What is it?
When Audi launched the last RS3 in 2015, some bright spark at its advertising agency, doubtless tickled pink by the thought of a hatchback with a bisected, turbocharged V10 cylinder bank under the bonnet, had the idea of showing the car being ‘born’ to a tortured, sweat-covered R8 in a two-minute commercial.
Setting aside its exuberant graphical detail – which inevitably and intentionally garnered mild controversy – the film is ultimately contemptible because in reality the RS3 had about as much to do with the R8 as Bhutan did with the birth of rhythm and blues.
Sure, it possessed 362bhp and permanent all-wheel drive and could scorch from origin A to epilogue B in the time it takes to read an emoji; but its relationship to Neckarsulm’s spaceframe, mid-engined masterstroke stopped at a few shared chromosomes in the engine bay. Where the R8 was taut like a bowstring and just about as biddable, the RS3 stayed permanently riveted to the same old set of notes.

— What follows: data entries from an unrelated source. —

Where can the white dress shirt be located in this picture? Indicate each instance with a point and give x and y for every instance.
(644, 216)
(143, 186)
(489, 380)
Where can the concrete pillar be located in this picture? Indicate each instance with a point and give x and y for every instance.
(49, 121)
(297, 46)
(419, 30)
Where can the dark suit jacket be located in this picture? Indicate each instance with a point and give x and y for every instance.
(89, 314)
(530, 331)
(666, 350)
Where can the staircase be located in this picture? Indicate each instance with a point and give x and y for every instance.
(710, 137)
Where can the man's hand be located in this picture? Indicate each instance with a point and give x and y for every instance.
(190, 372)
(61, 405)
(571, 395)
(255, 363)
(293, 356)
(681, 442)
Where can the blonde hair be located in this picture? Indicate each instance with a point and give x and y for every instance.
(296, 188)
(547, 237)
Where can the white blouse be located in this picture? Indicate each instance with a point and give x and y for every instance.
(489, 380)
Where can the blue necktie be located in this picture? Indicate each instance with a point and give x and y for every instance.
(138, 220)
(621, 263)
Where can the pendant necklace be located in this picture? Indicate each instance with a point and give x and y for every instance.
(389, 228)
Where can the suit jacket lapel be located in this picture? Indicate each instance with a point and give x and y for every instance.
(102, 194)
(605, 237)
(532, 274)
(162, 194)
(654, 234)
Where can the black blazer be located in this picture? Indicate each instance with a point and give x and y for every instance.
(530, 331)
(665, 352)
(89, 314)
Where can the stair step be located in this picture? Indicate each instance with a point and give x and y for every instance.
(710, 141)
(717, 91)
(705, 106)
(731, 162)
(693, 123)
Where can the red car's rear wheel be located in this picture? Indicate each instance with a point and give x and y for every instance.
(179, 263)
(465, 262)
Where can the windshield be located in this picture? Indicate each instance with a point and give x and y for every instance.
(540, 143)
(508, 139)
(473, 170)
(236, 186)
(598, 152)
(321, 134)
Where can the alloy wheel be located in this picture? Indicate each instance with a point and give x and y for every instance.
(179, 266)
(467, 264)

Its replacement only really breaks the mould in one sense: alongside the familiar Sportback flavour, Audi has opted to make it available as a saloon, too. On paper at least, the decision ought to be as stymieing to the model’s desirability as having the bodywork made of placenta.
The recent introduction of the Mercedes-AMG CLA 45 notwithstanding, compact saloons have typically proven about as popular in the UK as root canal; think Volkswagen Jetta or the Skoda Rapid or the Vauxhall Belmont. But think again. Those models were viewed with withering suspicion because they looked funny: a symptom of putting a longer, three-box body on a comparatively skinny car. The RS3 is emphatically not skinny. Versus the A3, it has had its front track widened by 20mm and its rear by 14mm. And even if it had not, the car’s substantial 19in wheels and dramatised styling would likely ensure that its proportions appear agreeable.

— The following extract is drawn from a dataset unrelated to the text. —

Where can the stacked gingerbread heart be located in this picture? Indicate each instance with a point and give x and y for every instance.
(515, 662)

Consequently, there’s a harmonious, hockey-puck poise about the saloon that harks back to the B7 generation of RS4; coincidentally, one of the models that helped forge Neckarsulm’s current reputation for a certain kind of steroidal road car.
In that respect, the new RS3 has been treated to another round of under-the-skin injections. Its output, already deliriously jacked, has now been increased to 395bhp; meaning that, in metric terms, at least Ingolstadt can claim to have introduced 400hp to a hot hatch for the first time. (When it means 'first', of course what Audi really means is before Mercedes-AMG and BMW managed it. The fact that the Cosworth Impreza STi CS400 was producing 395bhp almost a decade ago, and the Mitsubishi Lancer Evolution X FQ-440 even earlier, is about as distant from Ingolstadt’s radar as the output of Caterham, Morgan or Lego Technic.)